Gibts da Möglichkeiten?

Danke schonmal


----------



## Superwip (8. November 2011)

*AW: nVidia Optimus (Grafikumschaltung nachträglich aktivieren / nachrüsten) ???*

Was für ein Modell ist es genau und was für eine GraKa hat er?

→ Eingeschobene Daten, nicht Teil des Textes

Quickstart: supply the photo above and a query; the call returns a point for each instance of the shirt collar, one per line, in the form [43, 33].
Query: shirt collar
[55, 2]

Prinzipiell muss Optimus auch hardwareseitig unterstützt werden, bei allen neueren mobilen nVidia GraKas sollte das aber der Fall sein


----------



## Smoothen (9. November 2011)

*AW: nVidia Optimus (Grafikumschaltung nachträglich aktivieren / nachrüsten) ???*

Hi Superwip,

es ist das Medion X6819 PCGH Edition mit einer GTX 570M. Wie gesagt, lt. Intel hat der 2670 QM eine HD 3000 integriert. Muss die dedizierte GraKa dass auch unterstützen, wenn die CPU es eigentlich könnte?


----------



## Panther666 (9. November 2011)

*AW: nVidia Optimus (Grafikumschaltung nachträglich aktivieren / nachrüsten) ???*

hi,

habe mir den auch gestern bestellt und würde mich auch sehr interessieren !

vielen dank im voraus 
Panther666


----------



## Zeromajor (10. November 2011)

Ich versteh euer problem nicht so ganz?!?!?!
Wenn ihr eine geforce(4xx oder 5xx) mit intel gk drin habt, dann ist optimus drauf und steuert zwischen den beiden gks hin und her, je nach bedarf.
Nachrüsten geht nicht!
Müsste auf der Verpackung stehen das optimus an bord ist!
Alle klarheiten beseitigt!
MfG Zero


----------



## Smoothen (10. November 2011)

*AW: nVidia Optimus (Grafikumschaltung nachträglich aktivieren / nachrüsten) ???*

Das ist ja das Ding "Zero"...auf der Verpackung sowie in den Produktdetails steht leider nichts! Habe bei Geräten mit ähnlicher Ausstattung auch nichts entdeckt. Deswegen wollte ich wissen, ob es nachträglich zu aktivieren ist, um z. Bsp. beim Akku-Betrieb (surfen, e-Mail, etc..) die Laufzeit zu erweitern, brauche nämlich die GTX 570M nur zum zocken und da ist der Schleppi sowieso am Netzteil. Komischerweise ist Optimus immer nur bei Geräten mit GT 555M, GT 550M usw angegeben. Aber die verbrauchen ja lange nicht soviel Energie wie die GTX-Serie.

LG


----------